Ich habe auf diese Weise über 20 000 Vorschriften und Bekanntmachungen zur Hand nehmen müssen. Später kamen noch einmal einige hundert Münchner Vorschriften hinzu, weil ich als Rechtsreferent eine entsprechende Bereinigung auch für das Münchner Stadtrecht durchgeführt habe. Mir wurde bei dieser Arbeit deutlich, wie viel sich aus alten Gesetzen und Verordnungen über die Geschichte unseres Landes entnehmen lässt. Vielleicht nicht so sehr über die sogenannte »große« Geschichte. Aber doch über die Verhältnisse, in denen die Menschen seinerzeit lebten, über ihre Freuden und Sorgen, über die Art und Weise, in der die Obrigkeit mit ihnen umging, über den Geist, der damals in Bayern herrschte und nicht zuletzt über die Sprache, die damals – jedenfalls in den behördlichen Kanzleien – gesprochen und geschrieben wurde.

Solche Hinweise waren früher zahlreicher als heute, weil das 19. Jahrhundert noch nicht so scharf zwischen Rechtsvorschriften, Verwaltungsanordnungen und einfachen Mitteilungen unterschied, wie das später üblich wurde. Es tauchen daher immer wieder auch belehrende Texte, Abmahnungen und sonstige Nachrichten auf, in denen uns das damalige Leben ganz konkret vor Augen tritt. Ich hielte es für bedauerlich, wenn auch solche Texte nur noch in den Archiven zu finden wären. Deshalb habe ich schon Anfang der sechziger Jahre eine Zusammenstellung von Vorschriften und Bekanntmachungen veröffentlicht, die mir in diesem Sinne besonders charakteristisch erschienen.

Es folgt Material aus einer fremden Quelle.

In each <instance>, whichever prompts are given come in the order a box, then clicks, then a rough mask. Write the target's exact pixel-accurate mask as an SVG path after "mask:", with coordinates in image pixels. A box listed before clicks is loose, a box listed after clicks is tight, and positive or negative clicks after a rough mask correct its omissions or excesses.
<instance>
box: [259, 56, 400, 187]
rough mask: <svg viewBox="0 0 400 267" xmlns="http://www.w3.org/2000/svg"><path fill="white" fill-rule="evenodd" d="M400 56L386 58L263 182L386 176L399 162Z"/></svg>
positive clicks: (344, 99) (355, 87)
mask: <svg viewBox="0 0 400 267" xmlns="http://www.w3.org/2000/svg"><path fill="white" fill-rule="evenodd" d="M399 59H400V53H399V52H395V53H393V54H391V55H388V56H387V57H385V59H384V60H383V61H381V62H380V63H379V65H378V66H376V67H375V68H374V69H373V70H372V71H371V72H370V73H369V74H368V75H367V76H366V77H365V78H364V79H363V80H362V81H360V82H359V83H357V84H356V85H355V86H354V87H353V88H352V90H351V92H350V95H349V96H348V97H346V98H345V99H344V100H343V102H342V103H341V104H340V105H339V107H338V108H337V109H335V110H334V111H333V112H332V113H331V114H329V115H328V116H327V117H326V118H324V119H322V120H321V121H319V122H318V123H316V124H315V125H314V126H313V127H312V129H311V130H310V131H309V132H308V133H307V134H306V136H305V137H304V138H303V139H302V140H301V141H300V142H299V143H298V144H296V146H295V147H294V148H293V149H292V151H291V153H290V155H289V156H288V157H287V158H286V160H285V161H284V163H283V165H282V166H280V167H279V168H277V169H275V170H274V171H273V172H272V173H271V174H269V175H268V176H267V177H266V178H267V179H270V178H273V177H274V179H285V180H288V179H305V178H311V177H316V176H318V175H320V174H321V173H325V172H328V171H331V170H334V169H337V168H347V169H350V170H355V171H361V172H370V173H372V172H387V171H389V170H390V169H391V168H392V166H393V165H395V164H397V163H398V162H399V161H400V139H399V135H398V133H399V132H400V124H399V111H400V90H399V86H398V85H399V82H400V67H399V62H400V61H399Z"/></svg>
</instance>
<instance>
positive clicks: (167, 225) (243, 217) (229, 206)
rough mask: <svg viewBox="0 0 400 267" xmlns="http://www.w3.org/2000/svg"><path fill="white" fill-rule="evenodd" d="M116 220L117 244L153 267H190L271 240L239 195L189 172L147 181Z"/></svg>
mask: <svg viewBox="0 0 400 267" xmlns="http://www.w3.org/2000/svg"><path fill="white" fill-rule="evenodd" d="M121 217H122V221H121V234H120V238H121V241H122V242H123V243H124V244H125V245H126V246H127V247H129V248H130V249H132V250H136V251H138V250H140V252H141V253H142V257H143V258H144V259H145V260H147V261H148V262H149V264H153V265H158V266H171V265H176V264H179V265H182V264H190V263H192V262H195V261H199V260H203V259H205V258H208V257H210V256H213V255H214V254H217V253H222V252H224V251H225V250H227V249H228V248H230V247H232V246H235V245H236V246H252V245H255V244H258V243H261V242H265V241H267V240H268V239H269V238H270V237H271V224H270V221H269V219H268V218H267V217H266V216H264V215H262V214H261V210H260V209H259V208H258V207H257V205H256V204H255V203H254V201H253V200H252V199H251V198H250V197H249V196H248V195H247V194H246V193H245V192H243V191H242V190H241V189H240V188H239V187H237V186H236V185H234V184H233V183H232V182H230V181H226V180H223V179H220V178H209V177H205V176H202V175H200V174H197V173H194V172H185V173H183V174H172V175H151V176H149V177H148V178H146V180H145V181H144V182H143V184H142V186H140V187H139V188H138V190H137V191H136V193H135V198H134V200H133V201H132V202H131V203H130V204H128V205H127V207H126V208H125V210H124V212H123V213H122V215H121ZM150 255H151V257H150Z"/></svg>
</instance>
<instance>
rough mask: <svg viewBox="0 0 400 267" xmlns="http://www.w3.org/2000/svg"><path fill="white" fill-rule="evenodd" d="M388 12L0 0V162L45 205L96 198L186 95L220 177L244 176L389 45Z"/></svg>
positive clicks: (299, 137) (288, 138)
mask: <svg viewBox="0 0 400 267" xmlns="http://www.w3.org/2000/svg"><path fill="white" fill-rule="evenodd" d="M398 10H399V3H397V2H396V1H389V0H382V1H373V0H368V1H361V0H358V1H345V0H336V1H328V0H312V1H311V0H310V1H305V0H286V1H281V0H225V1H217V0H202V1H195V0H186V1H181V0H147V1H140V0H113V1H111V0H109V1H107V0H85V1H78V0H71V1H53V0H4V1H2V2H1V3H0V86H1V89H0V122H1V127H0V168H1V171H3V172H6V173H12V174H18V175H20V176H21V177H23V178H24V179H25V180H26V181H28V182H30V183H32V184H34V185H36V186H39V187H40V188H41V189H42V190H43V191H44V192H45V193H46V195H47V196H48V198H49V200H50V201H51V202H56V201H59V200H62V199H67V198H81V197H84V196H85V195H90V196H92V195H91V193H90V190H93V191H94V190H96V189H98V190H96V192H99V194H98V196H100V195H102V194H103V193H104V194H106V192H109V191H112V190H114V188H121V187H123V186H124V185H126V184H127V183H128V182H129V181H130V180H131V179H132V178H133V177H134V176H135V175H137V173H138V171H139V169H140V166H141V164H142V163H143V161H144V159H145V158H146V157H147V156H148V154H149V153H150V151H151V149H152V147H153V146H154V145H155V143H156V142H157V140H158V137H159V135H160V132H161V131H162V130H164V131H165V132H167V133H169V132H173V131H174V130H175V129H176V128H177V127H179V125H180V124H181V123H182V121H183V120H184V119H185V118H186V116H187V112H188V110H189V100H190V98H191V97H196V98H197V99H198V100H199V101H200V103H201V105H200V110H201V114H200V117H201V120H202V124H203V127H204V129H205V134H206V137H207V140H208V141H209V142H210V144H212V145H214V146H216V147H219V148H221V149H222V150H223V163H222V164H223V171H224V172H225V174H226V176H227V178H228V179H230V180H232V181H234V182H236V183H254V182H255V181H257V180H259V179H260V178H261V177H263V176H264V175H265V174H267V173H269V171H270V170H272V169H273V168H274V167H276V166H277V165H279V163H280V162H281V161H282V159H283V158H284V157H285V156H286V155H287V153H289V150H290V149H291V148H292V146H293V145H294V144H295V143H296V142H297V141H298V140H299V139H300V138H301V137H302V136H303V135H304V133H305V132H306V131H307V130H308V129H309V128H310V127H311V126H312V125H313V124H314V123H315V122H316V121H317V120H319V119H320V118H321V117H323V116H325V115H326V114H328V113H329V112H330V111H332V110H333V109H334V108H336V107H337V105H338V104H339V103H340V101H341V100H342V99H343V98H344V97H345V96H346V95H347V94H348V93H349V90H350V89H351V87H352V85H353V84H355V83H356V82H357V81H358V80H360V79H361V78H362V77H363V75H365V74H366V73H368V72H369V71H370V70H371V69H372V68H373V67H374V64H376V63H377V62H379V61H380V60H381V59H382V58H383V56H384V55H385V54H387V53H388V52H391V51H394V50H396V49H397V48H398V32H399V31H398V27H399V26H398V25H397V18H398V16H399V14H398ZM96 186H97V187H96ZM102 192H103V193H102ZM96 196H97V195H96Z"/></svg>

Der von verschiedenen Seiten geäußerten Anregung, diese längst vergriffene Zusammenstellung neuerdings herauszubringen, komme ich mit dem vorliegenden Bändchen gerne nach. Zum besseren Verständnis habe ich die Texte diesmal mit knappen Erläuterungen und Bemerkungen versehen. Aber das Hauptgewicht liegt auf den Texten selbst. Ihr Wortlaut vermittelt einen viel unmittelbareren Eindruck, als das eine noch so bemühte Nacherzählung in unserer heutigen Sprache könnte. Deshalb ist bei den Texten auch die seinerzeitige Schreibweise beibehalten worden.

Über manches, was da zu lesen ist, wird man schmunzeln. Man wird es ergötzlich finden und vielleicht sogar meinen, dass wir es doch inzwischen viel weiter gebracht hätten. Das ist auf etlichen Gebieten sicher richtig; denken wir an unsere demokratische und unsere – allerdings gerade jetzt wieder lebhaft umkämpfte – sozialstaatliche Ordnung oder an unseren materiellen Lebensstandard denken. Aber ungeachtet aller solcher Fortschritte: In einem war uns die damalige Zeit über. Sie war geruhsamer und gemächlicher, mehr den kleinen und überschaubaren Dingen zugewandt als unsere hektische, von Reizen aller Art überflutete, da und dort schon aus der realen in eine virtuelle Wirklichkeit flüchtende und von der Vorstellung eines grenzenlosen Wachstums angetriebene Gegenwart.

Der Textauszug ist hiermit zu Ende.